Exploring High-Entropy Molybdate as a Highly Stable Anode for Li-Ion Batteries

Abstract

Entropically stabilized compositionally complex materials have recently emerged as a class of materials aimed at addressing the limited cycle stability of conventional conversion-based anodes in Li-ion batteries (LiB). Herein, we inaugurally represent first-row transition-metal-based high-entropy molybdates (HEMo) as a high-performance conversion-based LiB anode. The HEMo was synthesized by using a one-pot coprecipitation approach followed by annealing, resulting in a material with a layered morphology consisting of close-packed two-dimensional (2D) sheets.

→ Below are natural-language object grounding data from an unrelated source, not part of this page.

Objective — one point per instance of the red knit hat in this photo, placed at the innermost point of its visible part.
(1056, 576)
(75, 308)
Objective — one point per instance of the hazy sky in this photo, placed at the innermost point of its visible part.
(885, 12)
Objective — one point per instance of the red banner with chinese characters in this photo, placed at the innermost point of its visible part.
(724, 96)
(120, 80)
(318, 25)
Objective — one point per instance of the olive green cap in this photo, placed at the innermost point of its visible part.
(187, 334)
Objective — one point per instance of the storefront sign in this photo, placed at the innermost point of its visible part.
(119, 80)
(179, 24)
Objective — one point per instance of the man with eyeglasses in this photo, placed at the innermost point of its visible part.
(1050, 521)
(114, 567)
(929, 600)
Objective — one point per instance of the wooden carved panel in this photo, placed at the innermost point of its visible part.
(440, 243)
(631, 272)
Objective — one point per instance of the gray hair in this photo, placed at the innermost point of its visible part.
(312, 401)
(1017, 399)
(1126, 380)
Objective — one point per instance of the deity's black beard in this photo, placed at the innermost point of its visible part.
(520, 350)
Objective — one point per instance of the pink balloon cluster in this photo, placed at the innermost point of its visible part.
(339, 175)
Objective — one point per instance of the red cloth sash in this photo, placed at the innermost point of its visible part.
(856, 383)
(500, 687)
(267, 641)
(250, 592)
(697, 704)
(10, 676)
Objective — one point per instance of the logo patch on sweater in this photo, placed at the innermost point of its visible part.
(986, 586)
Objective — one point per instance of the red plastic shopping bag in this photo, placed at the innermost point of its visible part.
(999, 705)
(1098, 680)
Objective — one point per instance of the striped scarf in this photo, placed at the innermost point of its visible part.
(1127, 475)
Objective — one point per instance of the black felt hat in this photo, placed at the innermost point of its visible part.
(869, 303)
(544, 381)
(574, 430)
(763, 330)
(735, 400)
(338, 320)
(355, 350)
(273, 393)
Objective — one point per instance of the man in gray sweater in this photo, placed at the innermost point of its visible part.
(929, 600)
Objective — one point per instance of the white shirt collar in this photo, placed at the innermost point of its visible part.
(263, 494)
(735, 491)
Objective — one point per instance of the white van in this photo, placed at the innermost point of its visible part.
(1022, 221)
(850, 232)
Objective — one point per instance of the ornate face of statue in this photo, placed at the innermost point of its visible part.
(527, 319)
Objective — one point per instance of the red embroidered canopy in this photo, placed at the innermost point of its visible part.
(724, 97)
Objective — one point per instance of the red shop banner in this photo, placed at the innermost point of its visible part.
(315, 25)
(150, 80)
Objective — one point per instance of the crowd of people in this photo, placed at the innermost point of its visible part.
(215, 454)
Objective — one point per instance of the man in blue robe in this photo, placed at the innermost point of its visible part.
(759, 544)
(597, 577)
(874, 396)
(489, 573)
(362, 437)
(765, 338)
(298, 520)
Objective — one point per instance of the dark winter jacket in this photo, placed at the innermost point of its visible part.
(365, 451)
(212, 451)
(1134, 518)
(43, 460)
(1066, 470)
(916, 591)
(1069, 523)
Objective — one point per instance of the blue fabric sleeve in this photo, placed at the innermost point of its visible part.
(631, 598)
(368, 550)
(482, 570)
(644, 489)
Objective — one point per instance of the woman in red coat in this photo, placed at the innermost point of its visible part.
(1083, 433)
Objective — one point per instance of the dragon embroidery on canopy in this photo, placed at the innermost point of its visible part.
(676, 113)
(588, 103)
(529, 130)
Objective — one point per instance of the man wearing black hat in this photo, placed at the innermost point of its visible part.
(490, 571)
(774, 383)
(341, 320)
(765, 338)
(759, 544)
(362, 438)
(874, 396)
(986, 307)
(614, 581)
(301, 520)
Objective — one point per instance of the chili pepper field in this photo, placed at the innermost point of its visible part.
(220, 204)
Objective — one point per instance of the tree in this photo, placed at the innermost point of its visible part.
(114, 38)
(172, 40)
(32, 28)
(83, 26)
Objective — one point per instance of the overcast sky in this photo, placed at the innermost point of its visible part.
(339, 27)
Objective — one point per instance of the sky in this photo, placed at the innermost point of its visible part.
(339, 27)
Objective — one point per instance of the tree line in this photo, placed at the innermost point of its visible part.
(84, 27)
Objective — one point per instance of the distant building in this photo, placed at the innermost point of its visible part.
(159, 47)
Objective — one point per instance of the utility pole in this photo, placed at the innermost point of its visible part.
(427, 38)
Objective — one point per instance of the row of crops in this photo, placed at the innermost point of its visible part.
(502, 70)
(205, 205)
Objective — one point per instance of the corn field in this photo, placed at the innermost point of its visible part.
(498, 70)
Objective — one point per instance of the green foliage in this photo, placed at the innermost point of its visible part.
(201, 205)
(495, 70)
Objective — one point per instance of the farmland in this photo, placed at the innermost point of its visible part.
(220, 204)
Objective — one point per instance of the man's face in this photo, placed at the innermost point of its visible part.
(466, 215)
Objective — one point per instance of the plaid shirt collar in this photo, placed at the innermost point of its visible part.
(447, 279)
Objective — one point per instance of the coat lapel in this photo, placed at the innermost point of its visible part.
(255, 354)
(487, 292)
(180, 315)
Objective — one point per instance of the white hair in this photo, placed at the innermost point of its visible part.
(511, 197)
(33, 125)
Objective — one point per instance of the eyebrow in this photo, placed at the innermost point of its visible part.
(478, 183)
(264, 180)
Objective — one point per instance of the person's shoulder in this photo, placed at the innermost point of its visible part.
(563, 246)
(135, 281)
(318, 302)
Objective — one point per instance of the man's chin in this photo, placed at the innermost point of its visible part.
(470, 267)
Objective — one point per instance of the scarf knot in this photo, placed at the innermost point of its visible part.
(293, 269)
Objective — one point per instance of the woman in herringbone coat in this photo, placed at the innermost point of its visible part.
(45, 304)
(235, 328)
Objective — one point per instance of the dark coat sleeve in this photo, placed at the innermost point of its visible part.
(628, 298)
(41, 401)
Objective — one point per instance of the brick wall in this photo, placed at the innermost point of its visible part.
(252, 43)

In a half-cell configuration, the HEMo demonstrated a high initial capacity of 1315 mAh/g at 0.1 A/g (second discharge) with an approximately 89% Coulombic efficiency. The HEMo exhibited excellent cycle stability, maintaining a specific capacity of 426 mAh/g over 1500 cycles at 0.5 A/g and a specific capacity of 206 mAh/g after 1800 cycles at 1 A/g. The charge storage mechanism was elucidated with an ex situ X-ray diffraction (XRD) study, showing a phase transition to the constituent metals during initial discharge and reoxidation to metal oxides during subsequent charging. A charge storage kinetics study showed a diffusion-dominated charge storage mechanism, the contribution of which further increased in the cycled cell, which is a possible reason behind the excellent long-term capacity retention of the HEMo. Additionally, the lithium-ion diffusion characteristics were examined across various states of discharge (SOD), revealing approximately a 10³-fold enhancement in lithium diffusivity from open circuit voltage (OCV) to an SOD of 0.5 V. Moreover, this trend exhibited high reversibility upon charging. Further, the practical utility of the HEMo as a LiB anode was validated in a full cell with a LiCoO₂ (LCO) cathode, exhibiting a stable capacity of 45 mAh/g after 200 cycles at 2C. Our initial findings should encourage further exploration and engineering of high-entropy molybdates as potential LiB anodes.